Wie ein Preuße unter die Welfen geriet

Von Dr. Manuel Ruoff

Der historisch Interessierte denkt bei (dem Herzogtum) Braunschweig – ähnlich wie bei (dem Königreich) Hannover – an die Herrschaft der Welfen. Unter all den Welfen gab es jedoch auch einen Hohenzollern an der Spitze der Stadt Heinrichs des Löwen: Prinz Albrecht von Preußen. Vor 125 Jahren, am 21. Oktober 1885, wählte die braunschweigische Landesversammlung auf Vorschlag des Regentschaftsrates den Preußen einstimmig zum Regenten.

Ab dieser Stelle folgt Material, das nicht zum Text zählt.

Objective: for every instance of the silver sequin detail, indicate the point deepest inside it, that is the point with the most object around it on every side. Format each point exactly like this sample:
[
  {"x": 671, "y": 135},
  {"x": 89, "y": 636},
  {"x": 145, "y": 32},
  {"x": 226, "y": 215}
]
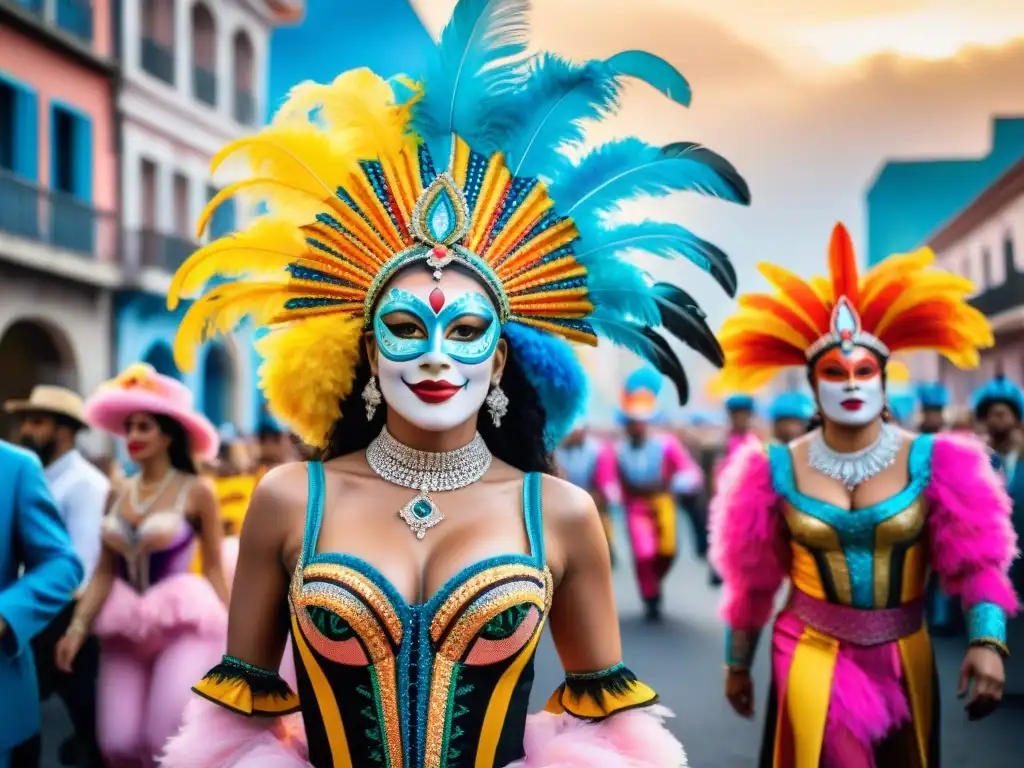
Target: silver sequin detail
[{"x": 854, "y": 468}]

Hierzu war es gekommen, weil Braunschweigs Herzog Wilhelm am 18. Oktober des Vorjahres verstorben war, ohne einen legitimen Nachkommen zu hinterlassen. Noch am selben Tag erhob Ernst August von Hannover als Chef der jüngeren, hannoverschen Linie des Hauses der Welfen aus seinem österreichischen Exil Anspruch auf das Herzogtum. Hier war jedoch der deutsche Reichskanzler und preußische Ministerpräsident Otto von Bismark vor, denn Ernst August hatte ebenso wie sein 1866 verstorbener Vater, der letzte hannoversche König Georg V., nie auf seine Ansprüche auf Hannover verzichtet, das Preußen nach dem Sieg im Deutschen Krieg von 1866 entgegen den damals üblichen politischen Gepflogenheiten annektiert hatte.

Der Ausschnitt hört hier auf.